An ironic touch in today’s reading, that last clause. I’ve noticed it a couple of times, in passing, but it reminded me of another literary echo when I heard it read this morning. Without repeating the verb, the line invites us to reflect briefly on the different ways a city and a king might find themselves “troubled”. Particularly if that king is ruling that city, and we already know to associate violence with the name “Herod.” This isn’t the same “Herod” who will later execute a Jewish prophet who ventured to point out certain irregularities in the king’s marital life. That was Herod Antipas, whilst this is his predecessor Herod the Great. But the confusions between the two – and the occasional unclarity as to which “Herod” is meant when a royal thug with that name turns up in a medieval text or a poem – points up the way both men are associated with shocking violence. Hamlet’s threat to “out-Herod Herod” in his retribution on the world taps into this instinctive link with the name, and it is striking that it comes from a prince who feels his world to be shaken around him, and threatens to make sense of it all by mass murder.
Herod Antipas’ killing of the prophet does not take place in a trial, however mocked up, but as part of a bet after dinner. The frivolousness of John the Baptist’s murder in the story of Herod and Salome chimes horribly with some the stories which come out of lethal dictatorships in the modern era. The same grotesque pleasure in oblivion by chance, death by wager, violence pushed alongside sexual display. “King”, as we know, is a polite word for either Herod. Herod the Great – referred to in the verse above – reacted to the Magi’s suggestion that a King of the Jews had been born by ordering a massacre of his own people’s children.
The bleak irony of the Matthean text in that “…and all Jerusalem with him” sketches casually the way in which mental turmoil or sudden suspicion in this ruler will mean devastation for those he has authority over. It summons up the mawkish sentimentality of dictators from Caligula onwards, the demand that the people love them, that their subjects understand how much they’ve given up in assuming leadership, that they’ agree they’re only doing all this for everyone’s good.
It’s also a careful piece of narrative construction: it will be another thirteen verses, and more than three hundred words (including the flight into Egypt and recitation of Micah’s prophecy to Bethlehem) before the text tells us of Herod’s actual orders. That narrative suspension leaves the paranoia and arbitrary power of a tyrant hanging over the subsequent events until Herod’s “troubled” mind results in the massacre.

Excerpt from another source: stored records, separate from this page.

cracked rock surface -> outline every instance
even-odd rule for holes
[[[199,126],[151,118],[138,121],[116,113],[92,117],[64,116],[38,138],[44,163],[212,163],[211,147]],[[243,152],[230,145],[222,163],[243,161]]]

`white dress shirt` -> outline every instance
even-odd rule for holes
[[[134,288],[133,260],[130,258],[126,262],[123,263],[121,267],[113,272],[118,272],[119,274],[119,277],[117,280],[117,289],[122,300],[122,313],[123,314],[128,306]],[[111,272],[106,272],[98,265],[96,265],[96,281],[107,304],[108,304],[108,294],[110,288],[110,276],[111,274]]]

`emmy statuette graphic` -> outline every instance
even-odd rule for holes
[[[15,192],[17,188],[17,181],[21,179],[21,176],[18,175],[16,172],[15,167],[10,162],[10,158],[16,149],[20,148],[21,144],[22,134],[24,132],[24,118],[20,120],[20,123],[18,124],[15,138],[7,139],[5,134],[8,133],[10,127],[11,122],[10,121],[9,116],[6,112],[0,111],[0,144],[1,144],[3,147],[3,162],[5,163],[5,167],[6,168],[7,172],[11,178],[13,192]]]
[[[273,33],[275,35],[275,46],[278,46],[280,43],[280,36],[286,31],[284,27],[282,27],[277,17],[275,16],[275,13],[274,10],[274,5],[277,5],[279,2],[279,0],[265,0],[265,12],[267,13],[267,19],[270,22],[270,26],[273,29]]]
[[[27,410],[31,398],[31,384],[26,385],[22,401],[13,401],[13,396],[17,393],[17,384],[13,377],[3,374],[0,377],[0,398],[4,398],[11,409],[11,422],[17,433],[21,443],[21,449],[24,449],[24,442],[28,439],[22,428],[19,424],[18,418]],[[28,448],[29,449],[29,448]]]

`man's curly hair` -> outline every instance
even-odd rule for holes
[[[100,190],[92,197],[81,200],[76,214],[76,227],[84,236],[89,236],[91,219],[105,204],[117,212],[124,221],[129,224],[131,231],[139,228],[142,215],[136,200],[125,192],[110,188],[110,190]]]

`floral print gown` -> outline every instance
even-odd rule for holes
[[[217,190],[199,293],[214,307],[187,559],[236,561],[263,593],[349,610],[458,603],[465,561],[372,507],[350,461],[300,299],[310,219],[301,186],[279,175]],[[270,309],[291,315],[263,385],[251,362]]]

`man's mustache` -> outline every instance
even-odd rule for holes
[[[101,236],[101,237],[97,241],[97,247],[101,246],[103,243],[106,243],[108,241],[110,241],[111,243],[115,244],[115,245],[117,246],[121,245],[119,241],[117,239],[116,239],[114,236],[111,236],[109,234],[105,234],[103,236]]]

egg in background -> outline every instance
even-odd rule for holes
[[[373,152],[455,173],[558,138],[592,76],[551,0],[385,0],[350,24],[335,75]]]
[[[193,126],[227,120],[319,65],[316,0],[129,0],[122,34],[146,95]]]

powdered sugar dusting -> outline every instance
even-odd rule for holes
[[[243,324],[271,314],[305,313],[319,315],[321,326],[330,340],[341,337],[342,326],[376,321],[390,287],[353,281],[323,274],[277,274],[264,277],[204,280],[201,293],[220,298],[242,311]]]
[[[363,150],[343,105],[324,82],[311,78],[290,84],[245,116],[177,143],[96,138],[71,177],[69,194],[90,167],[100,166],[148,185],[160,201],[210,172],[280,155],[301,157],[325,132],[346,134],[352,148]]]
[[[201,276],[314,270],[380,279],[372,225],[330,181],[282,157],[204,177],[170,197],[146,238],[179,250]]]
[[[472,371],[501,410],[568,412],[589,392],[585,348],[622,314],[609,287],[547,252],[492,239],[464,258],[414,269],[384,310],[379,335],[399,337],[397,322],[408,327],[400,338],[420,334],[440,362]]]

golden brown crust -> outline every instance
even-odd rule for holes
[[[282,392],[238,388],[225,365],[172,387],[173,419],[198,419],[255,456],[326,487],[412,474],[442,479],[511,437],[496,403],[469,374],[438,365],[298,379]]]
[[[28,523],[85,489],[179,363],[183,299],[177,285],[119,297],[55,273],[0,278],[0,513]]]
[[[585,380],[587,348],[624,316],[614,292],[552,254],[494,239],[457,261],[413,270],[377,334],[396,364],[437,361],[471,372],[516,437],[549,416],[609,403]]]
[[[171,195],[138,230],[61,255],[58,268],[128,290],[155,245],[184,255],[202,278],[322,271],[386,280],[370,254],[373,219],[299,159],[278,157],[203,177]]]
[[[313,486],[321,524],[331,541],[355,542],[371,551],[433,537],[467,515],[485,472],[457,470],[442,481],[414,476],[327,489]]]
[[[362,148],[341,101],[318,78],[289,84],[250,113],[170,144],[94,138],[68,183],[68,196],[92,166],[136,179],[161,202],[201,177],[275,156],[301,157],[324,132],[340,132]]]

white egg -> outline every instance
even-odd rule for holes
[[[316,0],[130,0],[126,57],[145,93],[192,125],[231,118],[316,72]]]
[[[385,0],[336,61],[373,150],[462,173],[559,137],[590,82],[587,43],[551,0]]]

The terrible asymmetry between the two meanings of the verb is revealed in the slaughter of children.
As I listened to the reading this morning, and noted again the quiet grimness of that final clause, I heard another text shift in my memory, and realized why it reminded me of poetry. Auden’s ‘Epitaph on a Tyrant” is equally laconic and bleak about the emotional neediness of dictators, and the impact on their people. That last line must surely be an (at least semi-conscious) echo of the story of Herod?
Epitaph on a Tyrant
Perfection, of a kind, was what he was after,
And the poetry he invented was easy to understand;
He knew human folly like the back of his hand,
And was greatly interested in armies and fleets;
When he laughed, respectable senators burst with laughter,
And when he cried the little children died in the streets.